Senin, 24 Desember 2012

"Demokrasi Lokal dan Modal Sosial"

Sejak era reformasi gelombang tuntutan desentralisasi dan penguatan lokalitas di tanah air terus menguat. Kecenderungan ini berangkat dari pengalaman kelam di masa lalu, rezim  Orde Baru yang berwatak sentralistik-otoritarian telah terbukti membawa malapetaka pembangunan yang sangat besar. Oleh karenanya ide-ide tentang desentralisasi dan otonomi daerah menjadi relevan sebagai jawaban untuk merekonstruksi pola pembangunan dan tata kelola kenegaraan kita. Namun dua belas tahun sejak reformasi bergulir, otonomi dan desentralisasi yang dijalankan nampaknya belum bisa bekerja secara maksimal. 

Alih-alih menciptakan demokrasi substantif dan kesejahteraan rakyat, justru fenomena ‘raja-raja kecil’ dan suburnya korupsi di daerah-daerah yang banyak menghiasi wajah aras lokal kita. Keadaan ini menurut penulis disebabkan oleh desentralisasi dan otonomi yang dijalankan minus modal sosial, penguatan kapasitas kelembagaan dan infrastruktur tidak diimbangi dengan penguatan modal sosial dan institusionalisasi demokrasi di aras lokal.

Modal sosial secara sederhana dapat dimaknai sebagai kemampuan masyarakat untuk bekerjasama mencapai suatu tujuan bersama, modal sosial terdiri atas elemen kohesifitas, altruisme, kepercayaan, jaringan dan kolaborasi sosial. Modal sosial ini juga oleh banyak ahli diyakini menjadi basis utama bagi terciptanya demokrasi dalam masyarakat, studi Alexis Tocquiville misalkan menggambarkan bagaimana kekayaan modal sosial masyarakat Amerika berupa kekuatan asosionalnya menjadi kunci kesuksesan berjalannya sistem demokrasi di negeri paman sam itu. Sementara Sosiolog Italia, Robert Putnam mengkaji bagaimana modal sosial dapat bekerja dan mendukung terciptanya demokrasi di tingkat lokal, menurut Putnam modal sosial mengacu pada hubungan diantara individu, jaringan kerja sosial, kepercayaan (trust) dan norma saling membutuhkan, elemen elemen ini menurutnya sangat penting dalam pembangunan fondasi demokrasi di aras masyarakat lokal. Studi Putnam membuktikan bahwa daerah Italia Utara yang lebih kaya akan modal sosial lebih demokratis dibandingkan dengan daerah Italia selatan yang miskin modal sosial.

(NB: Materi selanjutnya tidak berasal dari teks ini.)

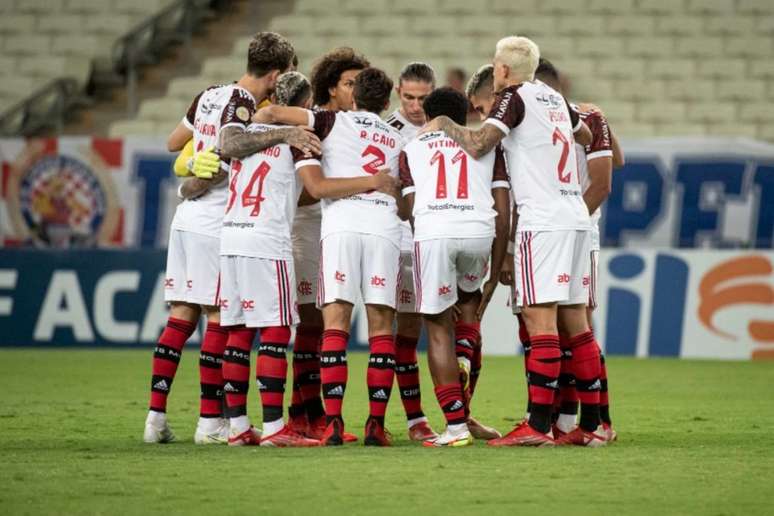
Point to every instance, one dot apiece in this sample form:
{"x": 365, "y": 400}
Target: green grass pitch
{"x": 696, "y": 437}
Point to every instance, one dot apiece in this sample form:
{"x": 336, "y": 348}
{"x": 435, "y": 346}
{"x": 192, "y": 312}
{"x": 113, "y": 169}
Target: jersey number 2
{"x": 248, "y": 199}
{"x": 440, "y": 183}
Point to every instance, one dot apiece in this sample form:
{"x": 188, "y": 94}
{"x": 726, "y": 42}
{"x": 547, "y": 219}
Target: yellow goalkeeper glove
{"x": 184, "y": 161}
{"x": 206, "y": 164}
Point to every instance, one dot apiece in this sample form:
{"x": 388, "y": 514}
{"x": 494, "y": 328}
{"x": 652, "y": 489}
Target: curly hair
{"x": 269, "y": 51}
{"x": 372, "y": 90}
{"x": 293, "y": 89}
{"x": 328, "y": 69}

Peranan modal sosial dalam pembangunan demokrasi lokal sejatinya berjalan dalam dua aras, yakni dalam konteks vertikal antara masyarakat dan negara, dan hubungan horizontal antara sesama anggota masyarakat. Terciptanya relasi relasi yang kuat, sikap trust, nilai dan norma bersama baik dalam rangka kelembagaan negara maupun dalam ranah kemasyarakatan, akan menjadikan proses pembangunan lebih adaptif dan responsif terhadap kebutuhan kebutuhan masyarakat, poros pembangunan yang berpusat pada modal sosial yang dimiliki masyarakat inilah yang akan mengakselerasi terciptanya pembangunan demokrasi substantif. Demokrasi substantif mengandaikan sebuah kondisi dimana terlembagakannya nilai nilai kebebasan, keadaban (civility), toleransi dan pluralisme dalam sebuah masyarakat. 

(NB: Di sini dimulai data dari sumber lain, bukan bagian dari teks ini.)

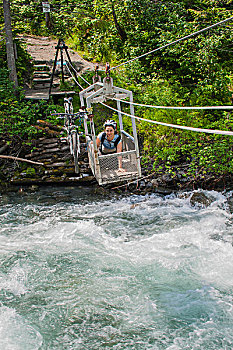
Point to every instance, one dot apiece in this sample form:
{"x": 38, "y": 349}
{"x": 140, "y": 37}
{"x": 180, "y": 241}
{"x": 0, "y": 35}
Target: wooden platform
{"x": 44, "y": 94}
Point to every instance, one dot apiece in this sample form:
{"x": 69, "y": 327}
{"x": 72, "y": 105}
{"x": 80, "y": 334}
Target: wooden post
{"x": 9, "y": 43}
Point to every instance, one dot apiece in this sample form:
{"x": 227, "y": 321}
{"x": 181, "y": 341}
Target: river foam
{"x": 142, "y": 272}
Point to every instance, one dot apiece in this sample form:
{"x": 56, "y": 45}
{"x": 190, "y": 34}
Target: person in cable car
{"x": 109, "y": 141}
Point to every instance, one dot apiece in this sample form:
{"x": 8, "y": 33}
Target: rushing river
{"x": 82, "y": 271}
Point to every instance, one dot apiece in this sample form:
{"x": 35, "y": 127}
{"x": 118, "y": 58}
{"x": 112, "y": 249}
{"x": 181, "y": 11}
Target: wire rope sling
{"x": 121, "y": 165}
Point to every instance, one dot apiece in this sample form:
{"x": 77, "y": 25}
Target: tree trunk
{"x": 121, "y": 31}
{"x": 9, "y": 43}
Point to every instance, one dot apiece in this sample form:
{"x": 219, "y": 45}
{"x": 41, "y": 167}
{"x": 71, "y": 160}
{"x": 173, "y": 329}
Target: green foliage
{"x": 196, "y": 71}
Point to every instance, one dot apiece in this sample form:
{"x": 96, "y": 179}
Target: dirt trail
{"x": 44, "y": 49}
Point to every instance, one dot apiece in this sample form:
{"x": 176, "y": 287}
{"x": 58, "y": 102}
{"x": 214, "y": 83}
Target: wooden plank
{"x": 36, "y": 95}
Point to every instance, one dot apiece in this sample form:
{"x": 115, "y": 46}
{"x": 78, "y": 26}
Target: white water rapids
{"x": 81, "y": 271}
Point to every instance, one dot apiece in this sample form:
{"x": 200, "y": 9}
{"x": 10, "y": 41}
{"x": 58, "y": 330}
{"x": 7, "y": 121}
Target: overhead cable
{"x": 208, "y": 131}
{"x": 174, "y": 42}
{"x": 172, "y": 107}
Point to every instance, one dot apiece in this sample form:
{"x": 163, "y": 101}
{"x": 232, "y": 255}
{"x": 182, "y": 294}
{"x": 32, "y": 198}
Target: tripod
{"x": 61, "y": 47}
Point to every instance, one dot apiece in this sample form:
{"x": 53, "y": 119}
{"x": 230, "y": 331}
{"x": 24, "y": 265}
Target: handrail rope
{"x": 208, "y": 131}
{"x": 78, "y": 73}
{"x": 174, "y": 42}
{"x": 171, "y": 107}
{"x": 73, "y": 77}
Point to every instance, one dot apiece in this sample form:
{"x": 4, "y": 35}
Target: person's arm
{"x": 97, "y": 142}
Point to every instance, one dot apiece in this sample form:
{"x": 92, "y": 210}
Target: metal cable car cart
{"x": 105, "y": 168}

Oleh karenanya ke depan agenda desentralisasi harus senantiasa memperkuat ketersediaan modal sosial. Penguatan modal sosial dalam proses politik lokal ini misalnya harus dimulai dengan memperkuat kembali insitusi institusi lokal yang sejatinya berpotensi menumbuhkan kemampuan kemampuan asosional masyarakat, di desa desa misalkan ada banyak lembaga lokal yang dapat memainkan peran ini, seperti lembaga Rukun Tetangga (RT), Rukun Warga (RW), rembug desa, hingga Badan Permusyawaratan Desa (BPD) dan lembaga lembaga lokal lainnya. Lembaga lembaga lokal ini mesti diperkuat secara institusional dan kultural, sebab melalui lembaga lembaga lokal inilah modal sosial dapat tumbuh dan berkembang menjadi sebuah kekayaan kultural untuk menyangga fondasi demokrasi lokal. Fondasi modal sosial yang kokoh dengan sendirinya akan menciptakan suatu pemerintahan yang demokratis, responsif dan kredibel di mata rakyat.